This article is meant to assist and motivate all of the unemployed loss prevention professionals having difficulty finding a new job. First of all, let me express my sincere concerns for this issue since I have experienced unemployment and all of its effects. I was displaced from a job after fourteen years of service. Yes, being let go can be devastating, but please do not allow the past to destroy your future. Every dark cloud really does have a silver lining. You may think that your unemployment is a devastating event for you and your family, however, I believe everything happens for a reason. Take this opportunity to empower yourself to strive for better things to come in your life.
A loss prevention job interview can be a nerve-wracking experience, but you have to keep your wits about you. The best way to turn a job interview to your advantage is to prepare, ask good questions that will make the interviewer think, showcase your critical thinking, and make you stand out. This all starts by taking a good look at yourself, and thinking through some tough questions that can help you better prepare for the interview. Answering the following five questions prior to a loss prevention job interview will increase your confidence during the conversation with a prospective employer. It never hurts to get constructive advice when preparing for a job interview, and that should start with some positive self-reflection.

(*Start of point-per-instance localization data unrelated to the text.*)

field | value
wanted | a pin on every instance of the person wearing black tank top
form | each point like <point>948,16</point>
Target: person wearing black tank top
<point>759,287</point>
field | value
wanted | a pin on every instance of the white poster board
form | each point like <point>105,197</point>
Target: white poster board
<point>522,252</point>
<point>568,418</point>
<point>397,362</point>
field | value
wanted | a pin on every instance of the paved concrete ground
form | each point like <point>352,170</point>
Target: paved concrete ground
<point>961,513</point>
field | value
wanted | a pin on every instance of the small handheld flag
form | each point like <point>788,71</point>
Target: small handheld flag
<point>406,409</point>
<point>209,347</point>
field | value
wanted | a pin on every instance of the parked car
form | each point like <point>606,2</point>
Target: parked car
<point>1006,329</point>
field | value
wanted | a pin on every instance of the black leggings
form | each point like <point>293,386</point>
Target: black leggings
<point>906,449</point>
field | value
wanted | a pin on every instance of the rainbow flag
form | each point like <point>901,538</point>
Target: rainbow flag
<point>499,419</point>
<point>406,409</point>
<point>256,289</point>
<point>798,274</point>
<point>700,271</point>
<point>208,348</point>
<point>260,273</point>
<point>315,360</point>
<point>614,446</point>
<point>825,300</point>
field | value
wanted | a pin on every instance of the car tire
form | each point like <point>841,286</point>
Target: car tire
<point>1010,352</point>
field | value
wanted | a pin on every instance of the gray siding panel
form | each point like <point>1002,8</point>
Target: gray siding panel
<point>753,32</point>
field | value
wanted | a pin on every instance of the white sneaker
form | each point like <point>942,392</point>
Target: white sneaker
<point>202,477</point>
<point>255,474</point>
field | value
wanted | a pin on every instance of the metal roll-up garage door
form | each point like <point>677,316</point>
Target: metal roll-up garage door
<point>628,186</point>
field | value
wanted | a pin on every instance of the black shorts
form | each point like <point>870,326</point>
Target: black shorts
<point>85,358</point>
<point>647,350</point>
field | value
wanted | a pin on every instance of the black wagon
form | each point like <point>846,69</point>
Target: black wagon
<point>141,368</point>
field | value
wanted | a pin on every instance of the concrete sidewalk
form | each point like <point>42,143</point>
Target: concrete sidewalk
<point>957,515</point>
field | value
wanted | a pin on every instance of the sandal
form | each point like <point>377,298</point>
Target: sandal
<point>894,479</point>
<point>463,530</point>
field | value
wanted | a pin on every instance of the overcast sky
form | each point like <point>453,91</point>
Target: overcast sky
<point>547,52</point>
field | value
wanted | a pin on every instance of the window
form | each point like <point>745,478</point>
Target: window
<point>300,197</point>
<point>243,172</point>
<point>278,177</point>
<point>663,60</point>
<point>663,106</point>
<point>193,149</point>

1. What can this company potentially gain by having an employee with my qualifications?
This is assuming that you have requisite qualifications. If you are LPQ (Loss Prevention Qualified), LPC (Loss Prevention Certified) or CFI, (Certified Forensic Interviewer) you may be the only applicant with those credentials. These are the types of situations where your ability to discuss your loss prevention certifications and what they mean will matter even more. They may see the credentials behind your name but they may not realize how it can impact the credibility of their hire. Be prepared to tell them how they can benefit from hiring you. Feel free to make your own answer but here is one that I have used:
“The loss prevention field has several industry-specific certifications. These certifications validate professional skill sets and exhibit just how dedicated and passionate certain people are in the loss prevention field.”
2. Are there any applicants that have qualifications similar to mine?
We should always assume that the job interview will have other applicants with similar qualifications, but don’t expect the interviewer to discuss other applicants. What you want to think through are your skills that help set you apart, and make the interviewer really consider your qualifications and size up the competition. Being the most qualified applicant will reach far beyond what they see on paper. If it was your company, how would you determine who to hire? What makes you the most qualified applicant?
3. What is the current turnover rate for the position I am applying for?
This is a question that you may want to explore during the conversation, but likely not one that will be directly answered or known by the person that you interview with. This question is designed to let them know you are looking a long-term employment opportunity. So, in no uncertain terms, let them know that you are looking for a long-term home. Let them know that if they hire you, they will not have to fill the position again for a while – unless it’s because you were promoted to another position.
4. How long have you been with the company?
Be willing and able to talk about current and previous jobs. By the same respect, it doesn’t hurt to ask the interviewer how long they have been with the company. People love to share their job experiences. Just ask a friend about their last job and see how long that conversation will last. This will help you gain rapport with the interviewer, learn more about the company, and help determine if it is a good fit for you.
5. How prepared are you for the interview today?
Preparation is the key to interview success. Additionally, your ability to let the interviewer know that you have taken the steps to prepare demonstrates your sincerity and gives you a chance to display your investigative techniques and skills which are much needed talents in the loss prevention field. I would suggest doing these simple things to prepare:
• Research the company website.
• Visit the store.
• Talk to some employees.
For example: “I checked your website and found a store near my home. I visited the store and talked with manager John Doe. John seems to really enjoy working for your company.”
While I was personally very reluctant to share this information with all of you, my main goal is to share what I have learned from my loss prevention job search experience. I was terminated unexpectedly after 14 years. I used these questions and one month later, a bigger company hired me and I am now making a higher salary with double the bonus. Job interviews must be treated like an opportunity, and we must make the most of them. Don’t give up or get discouraged. Have a plan—and nail that interview.
Thank you for reading and good luck!